この数字は、僕が大切な友人、後輩、そして父を失った年齢です。
これらの経験は、僕に一つの冷徹な真理を突きつけました。
「人の時間は確実に有限であり、人と人が重なり合う時間は、もっと有限である」ということ。
そして、その幕引きのタイミングすら、僕たちは選ぶことができないということです。
なぜ、自分から離れた縁にさえ切なさが宿るのか
僕は、自分から距離を置いた相手や、疎遠になった知人に対しても、不思議なほどの切なさを感じることがあります。

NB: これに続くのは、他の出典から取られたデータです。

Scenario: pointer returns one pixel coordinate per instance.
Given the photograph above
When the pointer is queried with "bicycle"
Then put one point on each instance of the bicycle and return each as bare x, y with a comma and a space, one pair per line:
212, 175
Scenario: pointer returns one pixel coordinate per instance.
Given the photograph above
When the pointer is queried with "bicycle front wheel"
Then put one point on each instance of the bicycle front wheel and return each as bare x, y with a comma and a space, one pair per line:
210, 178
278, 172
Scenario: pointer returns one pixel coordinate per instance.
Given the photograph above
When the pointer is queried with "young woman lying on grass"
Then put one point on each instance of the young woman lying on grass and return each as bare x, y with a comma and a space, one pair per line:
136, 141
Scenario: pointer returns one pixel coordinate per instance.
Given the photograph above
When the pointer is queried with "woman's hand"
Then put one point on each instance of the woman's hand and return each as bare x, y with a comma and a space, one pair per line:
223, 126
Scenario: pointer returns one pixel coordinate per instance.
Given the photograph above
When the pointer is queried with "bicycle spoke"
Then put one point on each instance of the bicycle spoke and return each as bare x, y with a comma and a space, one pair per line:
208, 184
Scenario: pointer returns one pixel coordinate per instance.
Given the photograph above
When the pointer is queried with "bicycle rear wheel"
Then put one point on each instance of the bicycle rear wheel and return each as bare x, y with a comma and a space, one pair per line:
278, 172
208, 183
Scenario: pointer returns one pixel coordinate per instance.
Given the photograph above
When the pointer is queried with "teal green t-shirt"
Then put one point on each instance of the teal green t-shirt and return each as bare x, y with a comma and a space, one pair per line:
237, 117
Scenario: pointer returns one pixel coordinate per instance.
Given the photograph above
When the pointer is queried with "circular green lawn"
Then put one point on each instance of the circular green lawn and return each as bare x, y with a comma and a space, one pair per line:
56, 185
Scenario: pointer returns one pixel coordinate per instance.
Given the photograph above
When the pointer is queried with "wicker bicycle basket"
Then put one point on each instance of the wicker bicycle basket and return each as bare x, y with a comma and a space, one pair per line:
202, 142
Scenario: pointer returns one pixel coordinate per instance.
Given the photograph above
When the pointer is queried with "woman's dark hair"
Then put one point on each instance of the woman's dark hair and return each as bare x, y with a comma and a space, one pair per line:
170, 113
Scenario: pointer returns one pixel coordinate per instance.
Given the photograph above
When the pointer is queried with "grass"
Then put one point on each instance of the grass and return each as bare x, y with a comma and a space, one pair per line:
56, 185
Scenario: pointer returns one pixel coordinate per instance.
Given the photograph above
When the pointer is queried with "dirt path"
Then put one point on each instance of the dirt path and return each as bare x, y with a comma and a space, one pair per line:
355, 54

それは、どんなに些細な出会いであっても、それが「もう二度と交わらない命の時間」の断片であることを、本能的に理解してしまっているからかもしれません。
「また今度」が永遠に来ないことを知っているからこそ、一つの縁が閉じることに、祈りのような痛みが伴うのです。
スキルよりも先に、譲れない「覚悟」がある
正直に言います。
僕は今、コーチとしてはまだスタートラインに立ったばかりです。
熟練のコーチのような、魔法のようなテクニックを今すぐ提供できるわけではありません。

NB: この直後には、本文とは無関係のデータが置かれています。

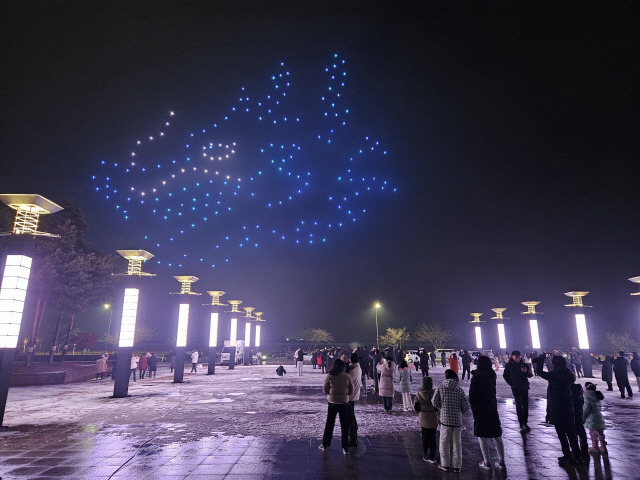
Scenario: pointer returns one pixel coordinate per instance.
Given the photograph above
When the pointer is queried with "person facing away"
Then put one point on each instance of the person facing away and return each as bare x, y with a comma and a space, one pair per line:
621, 371
517, 374
451, 401
428, 419
560, 406
338, 387
593, 419
484, 406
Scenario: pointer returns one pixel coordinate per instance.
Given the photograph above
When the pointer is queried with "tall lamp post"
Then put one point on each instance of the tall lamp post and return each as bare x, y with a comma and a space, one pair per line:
581, 326
478, 331
135, 259
533, 323
213, 329
183, 323
15, 279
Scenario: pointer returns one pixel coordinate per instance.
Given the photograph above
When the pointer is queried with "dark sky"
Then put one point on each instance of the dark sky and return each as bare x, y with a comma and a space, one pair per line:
512, 133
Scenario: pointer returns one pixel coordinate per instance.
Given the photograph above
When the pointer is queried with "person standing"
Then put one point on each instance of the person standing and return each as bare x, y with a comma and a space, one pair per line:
428, 419
355, 372
484, 406
621, 371
560, 406
451, 401
152, 361
338, 387
466, 364
635, 367
299, 360
385, 385
517, 374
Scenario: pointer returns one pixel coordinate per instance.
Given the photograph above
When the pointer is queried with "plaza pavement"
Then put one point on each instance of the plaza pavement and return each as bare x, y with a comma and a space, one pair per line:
248, 423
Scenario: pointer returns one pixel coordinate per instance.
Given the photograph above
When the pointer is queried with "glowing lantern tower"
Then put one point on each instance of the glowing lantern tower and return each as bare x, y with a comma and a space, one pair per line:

だからこそ、今の自分にできることと、できないことを誤魔化したくないと思っています。
しかし、僕は「命の時間の重み」を、誰よりも切実に知っています。
誰かの貴重な時間を預かることの恐ろしさと、尊さを知っています。
だから僕は、「数」を追うことをやめました。
誰にでも効くような安価な言葉を大量に届けるよりも、限られた人と、人生の深い部分に触れるような対話がしたい。

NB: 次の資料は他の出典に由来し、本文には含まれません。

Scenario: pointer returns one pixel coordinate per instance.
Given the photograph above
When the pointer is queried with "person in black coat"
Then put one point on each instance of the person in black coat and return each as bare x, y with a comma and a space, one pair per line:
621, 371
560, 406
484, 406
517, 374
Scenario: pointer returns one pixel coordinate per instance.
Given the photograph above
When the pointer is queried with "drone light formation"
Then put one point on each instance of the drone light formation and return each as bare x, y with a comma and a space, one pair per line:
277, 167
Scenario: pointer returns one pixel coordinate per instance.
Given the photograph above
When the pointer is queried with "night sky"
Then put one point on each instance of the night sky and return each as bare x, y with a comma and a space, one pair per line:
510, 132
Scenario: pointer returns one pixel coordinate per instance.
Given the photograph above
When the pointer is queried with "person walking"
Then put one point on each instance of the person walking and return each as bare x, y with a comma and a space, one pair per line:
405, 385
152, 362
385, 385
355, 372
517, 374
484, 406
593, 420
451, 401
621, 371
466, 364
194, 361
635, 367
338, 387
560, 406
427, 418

お互いの人生に責任を持つような、純度の高い時間を共有したいと思っています。
未完成の僕と、人生を雑に扱いたくないあなたへ
僕がこれからやりたいのは、完成された答えを与えることではありません。
「自分の人生を、どう使い切るか」
その問いに対して、一分の妥協もなく、一緒に向き合っていくことです。
「いつか」は保証されていない。
だからこそ、今。
限られた人生という資源を、どこに投下するのか。
何に時間を使い、誰と生きるのか。
その答えを、真っ当な論理と、痛みを伴うほどの誠実さを持って、これから探していきたいと思っています。
だから僕は、人生を変えたい人ではなく、人生を雑に扱いたくない人と向き合いたいのです。